Total working time: 0,26 second
23.02.2015 17:33:58 <INFO> Successfully executed ETL file C:\scriptella\etl.xml
如您所见,csv 文件名错误:
Directory of C:\scriptella
23.02.2015 17:33 <DIR> .
23.02.2015 17:33 <DIR> ..
23.02.2015 11:28 282 etl.properties
23.02.2015 17:32 1.239 etl.xml
23.02.2015 17:33 133 transfer_transferID.csv
3 File(s) 1.654 bytes
2 Dir(s) 741.036.032 bytes free
无法拥有动态连接元素,因为 Scriptella 在启动时处理所有连接(来自您的 5% 日志行):
23.02.2015 17:33:58 <INFO> Execution Progress.Initialized connection id=transfer-csv, CsvConnection, Dialect{CSV 1.0}, properties {null_string=, quote=}: 5%
最好的选择是使用 scriptella 驱动程序,这将允许您调用另一个 etl.xml 作为子例程(实际上不需要全局变量):
etl.xml:
<!DOCTYPE etl SYSTEM "http://scriptella.javaforge.com/dtd/etl.dtd">
<etl>
<description>Scriptella ETL</description>
<properties>
<include href="etl.properties"/> <!--Load from external properties file-->
</properties>
<!-- Connection declarations -->
<connection id="mypostgres" driver="$driver" url="$url" user="$user" password="$password" classpath="$classpath"/>
<connection id="log" driver="text"/>
<connection id="scriptella" driver="scriptella"/>
<query connection-id="mypostgres">
select nextval('transfer_id_seq') as tid
<script connection-id="log">
TransferID: $tid
</script>
<script connection-id="scriptella">
dynamic.xml
</script>
</query>
</etl>
dynamic.xml:
<!DOCTYPE etl SYSTEM "http://scriptella.javaforge.com/dtd/etl.dtd">
<etl>
<connection id="transfer-csv" driver="csv" url="transfer_${tid}.csv">
null_string=
quote=
</connection>
<script connection-id="transfer-csv">
col1, col2, col3
</script>
</etl>
注意: dynamic.xml 文件的连接 url.
中需要 ${var} 语法此外,无法将 scriptella 附加到 csv 文件(每次都会 运行cate),所以我认为您要完成的工作可能需要重新考虑您的过程。 The Scriptella FAQ on Working with CSV Data 建议使用 HSQLDB 文本表,这可能会有所帮助——使用 HSQLDB 或 H2 暂存您需要导出的数据可能会提高性能,并使您的流程在长期 运行 中更易于维护。

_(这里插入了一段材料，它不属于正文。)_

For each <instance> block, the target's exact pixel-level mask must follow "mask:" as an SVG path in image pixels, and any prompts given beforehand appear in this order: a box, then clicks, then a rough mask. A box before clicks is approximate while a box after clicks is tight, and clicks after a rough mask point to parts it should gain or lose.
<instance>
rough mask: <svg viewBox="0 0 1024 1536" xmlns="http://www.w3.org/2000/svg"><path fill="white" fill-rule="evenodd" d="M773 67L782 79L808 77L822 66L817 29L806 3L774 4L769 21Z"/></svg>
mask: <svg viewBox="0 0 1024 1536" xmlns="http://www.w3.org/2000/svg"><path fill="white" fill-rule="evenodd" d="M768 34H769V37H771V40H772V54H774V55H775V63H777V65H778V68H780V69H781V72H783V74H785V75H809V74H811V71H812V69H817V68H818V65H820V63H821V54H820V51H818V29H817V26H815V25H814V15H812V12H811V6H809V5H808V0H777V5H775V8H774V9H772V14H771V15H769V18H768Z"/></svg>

在 Scriptella 1.2 中(我不确定它是否适用于旧的 Scriptella 版本),您可以像这样动态设置 CSV 文件名:
<connection id="out" driver="csv" url="my_report_${date:today('yyyyMMdd_HHmmss')}.csv">
根据:http://scriptella.org/reference/index.html#%3Cproperties%3E 参见 "Expressions and Variables Substitution"。
顺便说一句,Scriptella 缺乏结构化和方便的文档。